When it comes to a business establishment, Thailand ranks as one of the more attractive options in Southeast Asia. Additionally, tax rates are low, allowing Thailand to compete with Hong Kong and Singapore. Companies frequently choose Thailand as their regional headquarters because of the low tax rate and decent living circumstances. Moreover, it is growing out to be one of the most favorable spots for foreign investors who seek 100% foreign-owned company in Thailand.

A company can establish an entity in Thailand in a variety of ways, and the type you choose will be decided by your specific needs. The following are the most common:

  • Representative Office
  • Branch Office
  • Board of Investment (BOI)
  • Treaty of Amity (US Citizens)

Representative offices enable businesses to have a presence in Thailand without having to sell anything. In Thailand, the branch office can operate fully with a sales function. However, the Amity Business Treaty allows for 100% ownership and functions similarly to a Thai limited company.
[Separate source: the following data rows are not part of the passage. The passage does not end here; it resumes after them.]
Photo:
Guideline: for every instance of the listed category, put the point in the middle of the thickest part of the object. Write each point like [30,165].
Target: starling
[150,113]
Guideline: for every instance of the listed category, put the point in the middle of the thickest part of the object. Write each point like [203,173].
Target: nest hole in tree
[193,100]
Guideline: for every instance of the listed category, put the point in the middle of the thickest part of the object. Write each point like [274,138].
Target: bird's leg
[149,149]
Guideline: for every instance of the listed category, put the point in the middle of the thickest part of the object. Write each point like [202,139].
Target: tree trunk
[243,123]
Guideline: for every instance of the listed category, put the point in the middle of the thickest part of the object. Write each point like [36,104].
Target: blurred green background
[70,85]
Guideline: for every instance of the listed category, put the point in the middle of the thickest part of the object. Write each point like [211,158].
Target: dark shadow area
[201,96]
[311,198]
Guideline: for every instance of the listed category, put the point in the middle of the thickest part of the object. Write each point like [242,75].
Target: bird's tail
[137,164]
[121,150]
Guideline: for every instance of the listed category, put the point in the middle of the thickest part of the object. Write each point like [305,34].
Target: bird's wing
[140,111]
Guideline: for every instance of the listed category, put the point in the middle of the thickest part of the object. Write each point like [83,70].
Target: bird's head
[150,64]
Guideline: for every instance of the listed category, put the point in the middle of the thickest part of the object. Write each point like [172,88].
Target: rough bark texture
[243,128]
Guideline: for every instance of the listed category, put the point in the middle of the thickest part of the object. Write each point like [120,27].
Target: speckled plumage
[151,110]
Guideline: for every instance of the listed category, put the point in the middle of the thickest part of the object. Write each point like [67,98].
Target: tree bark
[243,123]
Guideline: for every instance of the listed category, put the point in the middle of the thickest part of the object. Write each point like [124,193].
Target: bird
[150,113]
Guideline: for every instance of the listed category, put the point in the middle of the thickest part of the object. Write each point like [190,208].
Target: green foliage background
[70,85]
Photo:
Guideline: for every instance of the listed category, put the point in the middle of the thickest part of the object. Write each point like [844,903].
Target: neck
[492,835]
Finally, the BOI provides a variety of incentives for businesses to set up shop in Thailand, with a focus on manufacturing, technology, biotech, and other areas on the cutting edge of science and technology.

Representative Office for 100% Foreign-owned Company in Thailand

A representative office is a facility that allows doing administrative work only. It takes six weeks to set up a representative office. 

Activities of a Representative office

  • A representative can acquire information on the company’s marketing. They can learn about new items, services, and product prices.
  • Companies can use the representative office to retain a presence in Thailand for inspections, product research, and other purposes.
  • The representative office can act as a link between potential clients and the corporate headquarters.
  • They can look for and provide a source of raw materials for the corporate office in Thailand.
  • The representative office is also important for quality control because it may cross-check products to ensure the compliance of standards.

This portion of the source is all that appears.